Ich wickelte ihn in die Handtücher ein und legte ihn Julia auf die Brust. Dankbar und glücklich schloss sie ihren kleinen Sohn in die Arme, Tränen glitzerten in ihren Augen. In meinen auch.
„Er soll Maximilian heißen“, sagte sie, mit einem Blick zum Kalender.
„Ab heute, könnt ihr Doppelgeburtstag feiern“, schmunzelte ich und wischte mir den Schweiß von der Stirn, während der neue Erdenbürger fleißig seine Lungen trainierte.
„Nein Lea, ich glaub daraus wird eher ein Dreiergeburtstag“, stöhnte Frau Suhrbier, während sie sich den Rücken massierte und mit einem Blick, auf den nassen Fleck am Boden deutete.“
Ungläubig blickte ich sie an. „Das ist ein Scherz. Bitte sagen Sie mir, das dass da unten nur verschüttetes Wasser ist. Das kann ... das glaub ich jetzt nicht.“
„Ooooooh! Glaub’s ruhig.“
„Aber ... aber Sie können doch nicht ... nicht Sie jetzt auch noch ... “, stotterte ich. Das war nun wirklich zu viel für mich. Das wäre es für jeden gewesen.
Aber sie konnte und wie sie konnte.
Pünktlich mit dem Eintreffen des Notarztes, legte ich der frisch gebackenen Großmutter den kleinen Moritz in den Arm, der mit seinem vierzehn Minuten älteren Neffen um die Wette schrie.
Meinen Blick zur Uhr kommentierten die erstaunten Rettungssanitäter nur mit einem atemlosen: „Umleitung, Baustelle, alles gesperrt.“
"Naja du weißt ja selbst, wie das mit den Kindern ist, erst krabbeln sie in Strampelhosen über den Teppich und dann machen sie einen ohne Vorwarnung zur Großmutter. Großmutter, wie das klingt", hörte ich Frau Suhrbier sagen.
"Aber, was ist denn das?" Die Verkäuferin deutete mit dem Finger auf Frau Suhrbier Einkäufe auf dem Band und ich ließ vor Schreck meine Geldbörse fallen.

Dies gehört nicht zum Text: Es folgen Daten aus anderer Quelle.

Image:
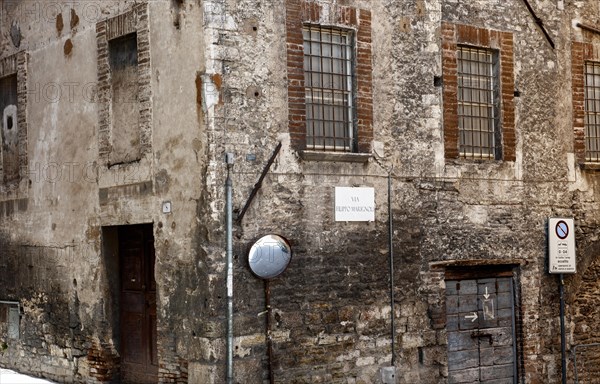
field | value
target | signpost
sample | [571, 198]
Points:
[561, 260]
[561, 246]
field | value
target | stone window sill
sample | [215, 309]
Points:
[346, 157]
[588, 166]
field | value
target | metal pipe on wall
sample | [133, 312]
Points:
[229, 251]
[563, 342]
[391, 251]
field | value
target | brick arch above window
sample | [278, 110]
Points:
[585, 59]
[13, 120]
[303, 13]
[455, 36]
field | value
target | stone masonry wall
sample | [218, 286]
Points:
[218, 80]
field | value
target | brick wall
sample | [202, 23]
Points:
[452, 36]
[300, 12]
[580, 53]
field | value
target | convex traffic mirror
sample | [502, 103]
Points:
[269, 256]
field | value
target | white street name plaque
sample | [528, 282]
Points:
[354, 204]
[561, 246]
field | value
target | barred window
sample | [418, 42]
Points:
[478, 103]
[328, 62]
[592, 111]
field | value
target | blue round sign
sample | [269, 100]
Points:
[562, 230]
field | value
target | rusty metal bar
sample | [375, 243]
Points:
[588, 28]
[268, 331]
[258, 184]
[539, 22]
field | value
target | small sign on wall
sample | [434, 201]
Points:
[561, 245]
[354, 204]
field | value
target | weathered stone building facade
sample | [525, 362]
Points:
[483, 114]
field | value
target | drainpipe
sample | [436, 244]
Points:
[229, 235]
[391, 262]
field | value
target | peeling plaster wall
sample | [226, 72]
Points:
[219, 84]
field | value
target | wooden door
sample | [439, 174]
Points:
[480, 326]
[139, 363]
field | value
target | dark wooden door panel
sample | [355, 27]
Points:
[139, 360]
[480, 321]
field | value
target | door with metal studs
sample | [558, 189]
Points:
[481, 330]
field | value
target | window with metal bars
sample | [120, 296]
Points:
[592, 111]
[478, 103]
[329, 89]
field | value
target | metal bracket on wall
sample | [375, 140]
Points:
[539, 22]
[258, 184]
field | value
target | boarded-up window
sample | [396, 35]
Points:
[125, 110]
[10, 129]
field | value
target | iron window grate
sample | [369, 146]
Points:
[328, 61]
[478, 103]
[592, 112]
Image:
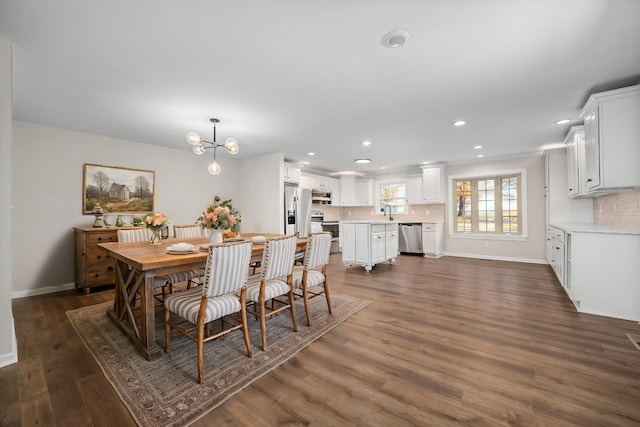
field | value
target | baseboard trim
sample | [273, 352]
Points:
[41, 291]
[498, 258]
[12, 357]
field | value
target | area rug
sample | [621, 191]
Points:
[165, 392]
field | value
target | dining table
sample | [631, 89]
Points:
[137, 265]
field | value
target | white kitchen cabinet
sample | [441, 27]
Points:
[368, 243]
[391, 241]
[413, 189]
[602, 270]
[434, 184]
[559, 208]
[334, 184]
[556, 252]
[305, 183]
[432, 239]
[364, 192]
[612, 140]
[347, 190]
[575, 162]
[291, 173]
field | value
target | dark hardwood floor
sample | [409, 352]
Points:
[452, 341]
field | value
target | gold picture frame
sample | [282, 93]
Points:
[117, 189]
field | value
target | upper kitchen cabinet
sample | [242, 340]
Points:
[575, 162]
[612, 140]
[413, 188]
[434, 184]
[347, 190]
[291, 173]
[356, 193]
[559, 207]
[364, 192]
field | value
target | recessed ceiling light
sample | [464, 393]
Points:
[395, 38]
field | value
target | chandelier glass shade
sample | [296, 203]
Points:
[199, 146]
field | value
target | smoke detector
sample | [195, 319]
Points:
[395, 38]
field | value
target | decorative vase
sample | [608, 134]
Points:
[215, 235]
[155, 237]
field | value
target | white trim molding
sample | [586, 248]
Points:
[12, 357]
[41, 291]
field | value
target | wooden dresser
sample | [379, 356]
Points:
[93, 267]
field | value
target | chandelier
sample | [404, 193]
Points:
[199, 146]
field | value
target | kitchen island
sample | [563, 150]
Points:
[368, 243]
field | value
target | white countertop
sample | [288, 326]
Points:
[368, 221]
[595, 228]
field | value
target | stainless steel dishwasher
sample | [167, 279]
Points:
[410, 241]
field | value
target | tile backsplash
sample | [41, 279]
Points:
[619, 209]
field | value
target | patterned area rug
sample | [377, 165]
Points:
[165, 392]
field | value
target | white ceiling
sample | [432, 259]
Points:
[299, 76]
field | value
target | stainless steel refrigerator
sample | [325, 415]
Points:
[297, 210]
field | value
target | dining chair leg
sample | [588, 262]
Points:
[292, 308]
[263, 324]
[167, 329]
[201, 353]
[326, 294]
[243, 318]
[305, 297]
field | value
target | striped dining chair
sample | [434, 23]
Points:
[314, 270]
[273, 281]
[223, 294]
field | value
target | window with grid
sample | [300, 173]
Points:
[394, 195]
[488, 205]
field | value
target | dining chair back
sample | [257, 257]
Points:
[273, 281]
[314, 270]
[190, 231]
[137, 235]
[222, 294]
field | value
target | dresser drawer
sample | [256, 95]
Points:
[100, 273]
[95, 238]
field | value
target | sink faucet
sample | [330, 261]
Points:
[384, 212]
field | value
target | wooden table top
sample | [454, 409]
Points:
[144, 256]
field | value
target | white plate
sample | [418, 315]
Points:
[192, 251]
[181, 247]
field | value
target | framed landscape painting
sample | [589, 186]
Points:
[116, 189]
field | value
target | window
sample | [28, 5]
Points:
[489, 205]
[394, 195]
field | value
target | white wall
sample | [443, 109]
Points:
[47, 189]
[261, 193]
[8, 347]
[533, 248]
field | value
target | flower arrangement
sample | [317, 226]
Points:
[220, 215]
[156, 221]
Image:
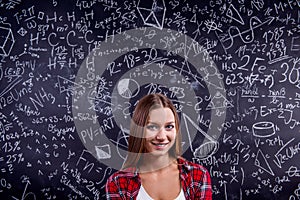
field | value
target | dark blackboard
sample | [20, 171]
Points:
[71, 73]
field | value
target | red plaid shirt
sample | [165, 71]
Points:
[194, 178]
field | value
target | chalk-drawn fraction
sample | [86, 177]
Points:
[71, 73]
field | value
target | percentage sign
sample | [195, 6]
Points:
[21, 158]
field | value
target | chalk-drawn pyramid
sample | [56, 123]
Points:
[103, 152]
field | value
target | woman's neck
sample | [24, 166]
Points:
[155, 163]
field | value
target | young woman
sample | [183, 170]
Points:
[153, 168]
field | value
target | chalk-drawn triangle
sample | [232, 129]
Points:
[144, 13]
[234, 14]
[261, 162]
[194, 18]
[103, 152]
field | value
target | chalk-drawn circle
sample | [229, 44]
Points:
[123, 43]
[128, 88]
[263, 129]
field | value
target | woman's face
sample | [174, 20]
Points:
[160, 131]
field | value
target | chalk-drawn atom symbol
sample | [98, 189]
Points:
[109, 153]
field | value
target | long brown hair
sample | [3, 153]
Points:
[136, 141]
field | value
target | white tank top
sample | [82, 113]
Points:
[143, 195]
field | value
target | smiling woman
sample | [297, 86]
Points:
[154, 168]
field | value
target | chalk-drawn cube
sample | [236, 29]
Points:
[6, 41]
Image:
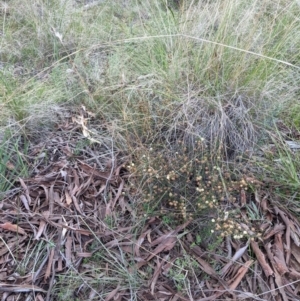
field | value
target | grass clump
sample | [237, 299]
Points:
[13, 163]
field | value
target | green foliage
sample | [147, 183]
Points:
[13, 162]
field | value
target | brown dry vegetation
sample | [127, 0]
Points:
[148, 150]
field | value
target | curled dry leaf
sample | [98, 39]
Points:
[261, 259]
[13, 228]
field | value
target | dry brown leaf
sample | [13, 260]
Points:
[118, 194]
[238, 254]
[26, 190]
[240, 275]
[261, 259]
[15, 288]
[107, 176]
[76, 204]
[12, 227]
[84, 254]
[10, 166]
[24, 201]
[166, 245]
[41, 229]
[277, 228]
[112, 294]
[68, 246]
[279, 255]
[68, 198]
[279, 283]
[155, 275]
[287, 222]
[243, 198]
[49, 265]
[140, 242]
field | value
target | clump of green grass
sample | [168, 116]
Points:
[13, 163]
[218, 69]
[280, 169]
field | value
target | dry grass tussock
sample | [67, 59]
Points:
[177, 100]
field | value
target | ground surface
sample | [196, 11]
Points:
[75, 218]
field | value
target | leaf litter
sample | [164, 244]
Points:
[72, 216]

"Ja der ist für Miriam. Ich glaub' unsere Älteste macht mich bald zur zweifachen Großmutter." Frau Suhrbier drehte sich zu mir um und lächelte mich an. "Na, wie wäre es, wenn du dann wieder die Hebamme bist?" Es musste wohl ziemlich deutlich an meinem Gesicht abzulesen sein, was ich davon hielt, denn Frau Suhrbier zwinkerte mir zu und sagte: "Hey, das war doch nur ein Scherz und außerdem denke ich, du wirst dann auch ziemlich beschäftigt sein. Vielleicht wird es ja wieder ein Doppelgeburtstag", flüsterte sie und blickte in meinen Einkaufskorb, in dem eine kleine hellblaue Schachtel mit der Aufschrift Schwangerschaftstest lag.